An anorectal malformation (also called imperforate anus) is a birth defect that occurs early in pregnancy and that affects the development of the rectum and anus.  With this defect, the baby’s anal opening (where stool exits) and the rectum (the last part of the large intestine) do not develop properly, preventing the child from having normal bowel movements.  Anorectal malformations range in complexity and can occur in association with other abnormalities.

Evaluation begins with a detailed examination of the newborn perineum (bottom) to determine the type of malformation and if the malformation.  The surgeon must decide if the malformation is suited to a primary anoplasty to reconstruct the anus or if the malformation is best treated with a staged approach with initial creation of a colostomy.  Definitive reconstruction is delayed until 1-3 months of age on whenever other associated medical conditions (e.g. cardiac defect) have been treated.  A distal colostogram is preformed to define the anatomy aid in planning the surgical approach prior to definitive reconstruction.  

Newborns are also screened for other associated anomalies involving the heart, genitourinary system and spinal cord. These studies may include:

• Abdominal and renal ultrasounds to examine the urinary tract more closely looking for blockages or abnormal fluid collections. Sometimes an additional test, a voiding cystourethrogram (VCUG) will be performed for further examination of the urinary tract. In girls, an ultrasound will also evaluate the vagina and uterus.
• Spinal ultrasound to look for a tethered cord. An untreated tethered cord can lead to neurologic problems, such as bowel or bladder dysfunction and leg weakness as the child grows. If the spinal ultrasound shows any abnormalities, an MRI of the spine will be ordered to further define the baby’s anatomy at 3-6 months of age.
• Echocardiogram to look for any heart defects

Complications of surgery for ARM can include stricture (narrowing) of the anoplasty, prolapse (protrusion of the inner wall of the rectum) of the anoplasty, mislocation of the anoplasty (anus is placed outside the sphincter muscles), and dehiscence (separation) of the midline incision.  Long term outcomes include successful management of constipation and the ability to achieve bowel control/continence.  

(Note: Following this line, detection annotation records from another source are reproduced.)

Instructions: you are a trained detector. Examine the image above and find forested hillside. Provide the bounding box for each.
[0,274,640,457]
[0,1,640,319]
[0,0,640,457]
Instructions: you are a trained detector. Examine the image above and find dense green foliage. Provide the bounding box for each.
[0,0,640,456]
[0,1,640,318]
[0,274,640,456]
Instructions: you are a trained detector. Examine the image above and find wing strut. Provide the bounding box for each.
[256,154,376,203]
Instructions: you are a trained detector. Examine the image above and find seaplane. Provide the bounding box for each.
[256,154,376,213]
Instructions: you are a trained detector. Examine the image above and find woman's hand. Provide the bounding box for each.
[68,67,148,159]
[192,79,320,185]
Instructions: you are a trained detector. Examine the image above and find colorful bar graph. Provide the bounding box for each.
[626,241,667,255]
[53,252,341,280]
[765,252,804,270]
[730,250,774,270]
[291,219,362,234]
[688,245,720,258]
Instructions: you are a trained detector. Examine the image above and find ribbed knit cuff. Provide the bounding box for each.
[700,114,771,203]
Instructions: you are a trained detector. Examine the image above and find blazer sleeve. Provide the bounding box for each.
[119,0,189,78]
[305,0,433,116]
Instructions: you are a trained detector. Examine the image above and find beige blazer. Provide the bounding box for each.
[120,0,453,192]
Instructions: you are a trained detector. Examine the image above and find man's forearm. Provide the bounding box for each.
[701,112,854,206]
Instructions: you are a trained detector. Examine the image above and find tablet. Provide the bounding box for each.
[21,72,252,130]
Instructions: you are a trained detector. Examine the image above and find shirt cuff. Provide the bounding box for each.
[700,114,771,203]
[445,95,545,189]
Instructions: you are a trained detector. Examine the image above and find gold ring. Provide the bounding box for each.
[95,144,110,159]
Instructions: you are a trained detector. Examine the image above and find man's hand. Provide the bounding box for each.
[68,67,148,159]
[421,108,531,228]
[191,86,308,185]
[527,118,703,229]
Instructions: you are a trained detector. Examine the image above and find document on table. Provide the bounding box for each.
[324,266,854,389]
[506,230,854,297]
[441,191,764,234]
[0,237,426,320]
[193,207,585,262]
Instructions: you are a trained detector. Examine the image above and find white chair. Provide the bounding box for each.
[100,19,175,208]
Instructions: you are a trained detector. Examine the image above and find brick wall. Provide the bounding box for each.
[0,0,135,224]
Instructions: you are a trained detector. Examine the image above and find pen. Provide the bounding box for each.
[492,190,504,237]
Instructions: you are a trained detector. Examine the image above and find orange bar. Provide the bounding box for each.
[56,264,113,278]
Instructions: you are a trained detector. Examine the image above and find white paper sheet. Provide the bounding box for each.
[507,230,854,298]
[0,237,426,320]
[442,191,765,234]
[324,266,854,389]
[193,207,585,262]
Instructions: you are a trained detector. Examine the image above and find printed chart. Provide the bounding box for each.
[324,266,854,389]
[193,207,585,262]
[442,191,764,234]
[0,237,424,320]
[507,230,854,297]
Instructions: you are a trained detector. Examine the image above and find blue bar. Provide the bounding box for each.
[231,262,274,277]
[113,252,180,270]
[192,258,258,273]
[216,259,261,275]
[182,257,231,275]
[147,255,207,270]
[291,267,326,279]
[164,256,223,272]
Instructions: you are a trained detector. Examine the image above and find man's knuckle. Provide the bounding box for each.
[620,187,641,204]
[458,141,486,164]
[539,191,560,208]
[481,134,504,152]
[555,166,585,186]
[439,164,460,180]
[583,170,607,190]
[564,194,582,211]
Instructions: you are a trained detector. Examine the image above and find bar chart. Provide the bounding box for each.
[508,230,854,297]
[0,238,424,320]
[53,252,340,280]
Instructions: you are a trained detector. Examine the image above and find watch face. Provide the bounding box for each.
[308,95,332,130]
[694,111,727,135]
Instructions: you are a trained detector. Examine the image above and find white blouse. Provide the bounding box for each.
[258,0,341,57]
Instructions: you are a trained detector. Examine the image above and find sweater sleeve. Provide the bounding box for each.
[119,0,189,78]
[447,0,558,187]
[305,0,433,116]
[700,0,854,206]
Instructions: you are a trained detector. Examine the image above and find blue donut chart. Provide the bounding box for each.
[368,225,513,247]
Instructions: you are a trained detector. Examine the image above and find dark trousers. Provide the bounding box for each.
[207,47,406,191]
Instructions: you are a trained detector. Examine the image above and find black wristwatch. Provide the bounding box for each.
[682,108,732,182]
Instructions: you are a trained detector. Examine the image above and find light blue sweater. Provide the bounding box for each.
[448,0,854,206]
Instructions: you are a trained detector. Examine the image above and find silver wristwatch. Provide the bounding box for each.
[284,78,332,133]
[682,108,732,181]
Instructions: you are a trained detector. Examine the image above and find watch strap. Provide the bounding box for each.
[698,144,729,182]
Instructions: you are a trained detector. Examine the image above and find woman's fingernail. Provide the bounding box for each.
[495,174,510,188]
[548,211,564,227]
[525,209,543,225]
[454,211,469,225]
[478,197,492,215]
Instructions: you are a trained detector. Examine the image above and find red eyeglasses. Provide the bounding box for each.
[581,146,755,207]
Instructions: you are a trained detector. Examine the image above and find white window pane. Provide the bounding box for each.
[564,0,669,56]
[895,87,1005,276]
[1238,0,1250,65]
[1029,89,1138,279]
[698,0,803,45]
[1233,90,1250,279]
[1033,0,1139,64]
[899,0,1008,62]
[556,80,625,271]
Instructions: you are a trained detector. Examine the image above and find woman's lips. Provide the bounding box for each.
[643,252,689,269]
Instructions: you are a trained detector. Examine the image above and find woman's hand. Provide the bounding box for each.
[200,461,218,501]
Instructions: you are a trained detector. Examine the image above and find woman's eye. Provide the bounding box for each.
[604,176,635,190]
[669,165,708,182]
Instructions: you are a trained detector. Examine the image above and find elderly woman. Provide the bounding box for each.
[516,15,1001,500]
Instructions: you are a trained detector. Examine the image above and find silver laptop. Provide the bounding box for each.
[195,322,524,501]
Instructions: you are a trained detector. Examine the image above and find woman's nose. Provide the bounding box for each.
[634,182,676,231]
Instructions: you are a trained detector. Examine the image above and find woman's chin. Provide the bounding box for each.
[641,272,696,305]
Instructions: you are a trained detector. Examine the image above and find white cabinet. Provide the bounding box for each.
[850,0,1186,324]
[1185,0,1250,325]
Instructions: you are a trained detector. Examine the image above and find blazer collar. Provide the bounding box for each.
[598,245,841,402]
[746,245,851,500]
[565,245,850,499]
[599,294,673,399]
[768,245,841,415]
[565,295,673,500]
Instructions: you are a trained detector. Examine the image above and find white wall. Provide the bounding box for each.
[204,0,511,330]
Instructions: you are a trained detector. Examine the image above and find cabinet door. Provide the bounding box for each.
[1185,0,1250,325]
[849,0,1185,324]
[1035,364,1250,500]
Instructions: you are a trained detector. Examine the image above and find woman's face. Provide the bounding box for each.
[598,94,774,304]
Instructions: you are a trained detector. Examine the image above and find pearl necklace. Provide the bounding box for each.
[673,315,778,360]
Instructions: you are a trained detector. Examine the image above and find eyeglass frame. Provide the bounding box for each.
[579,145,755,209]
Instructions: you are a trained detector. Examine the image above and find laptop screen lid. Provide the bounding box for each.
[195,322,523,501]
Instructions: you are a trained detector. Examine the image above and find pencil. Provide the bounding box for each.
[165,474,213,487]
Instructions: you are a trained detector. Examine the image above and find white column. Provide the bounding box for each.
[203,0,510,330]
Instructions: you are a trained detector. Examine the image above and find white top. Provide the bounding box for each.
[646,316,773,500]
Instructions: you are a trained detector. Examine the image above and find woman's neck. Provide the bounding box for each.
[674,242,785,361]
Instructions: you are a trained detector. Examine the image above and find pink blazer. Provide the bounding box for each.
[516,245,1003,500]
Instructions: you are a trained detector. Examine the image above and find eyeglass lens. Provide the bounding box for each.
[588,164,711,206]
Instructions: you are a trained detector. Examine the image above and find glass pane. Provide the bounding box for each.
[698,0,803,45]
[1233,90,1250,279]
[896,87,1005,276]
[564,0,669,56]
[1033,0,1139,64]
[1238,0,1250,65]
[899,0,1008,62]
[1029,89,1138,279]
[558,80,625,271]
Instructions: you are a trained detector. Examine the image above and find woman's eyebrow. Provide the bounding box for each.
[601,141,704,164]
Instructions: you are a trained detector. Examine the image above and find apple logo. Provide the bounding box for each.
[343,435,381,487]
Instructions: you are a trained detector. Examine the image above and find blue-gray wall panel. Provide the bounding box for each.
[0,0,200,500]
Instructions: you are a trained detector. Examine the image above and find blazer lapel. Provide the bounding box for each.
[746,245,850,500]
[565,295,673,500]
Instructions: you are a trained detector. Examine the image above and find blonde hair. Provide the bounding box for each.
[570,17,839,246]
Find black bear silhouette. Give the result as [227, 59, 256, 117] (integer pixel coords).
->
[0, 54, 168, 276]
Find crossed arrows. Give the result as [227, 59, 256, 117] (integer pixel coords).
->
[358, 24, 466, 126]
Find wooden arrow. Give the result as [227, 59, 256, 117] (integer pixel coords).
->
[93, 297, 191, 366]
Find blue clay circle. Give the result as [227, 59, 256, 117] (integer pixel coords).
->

The PCPLC registry collects data for patients with anorectal malformations enrolled at member institutions and includes information such prenatal history, evaluation and testing, associated anomalies, details of surgical repair, hospitalizations, complications, and long term bowel and bladder function.  Initial studies using the PCPLC registry data have looked at prenatal factors in patients with ARM  as well as describing the bowel management strategies utilized to help patients with ARM achieve bowel control . 

Comprehensive multi-institutional data collection serves as the foundation upon which to develop evidence based best clinical practice guidelines and ultimately improve patient care for patients with ARM.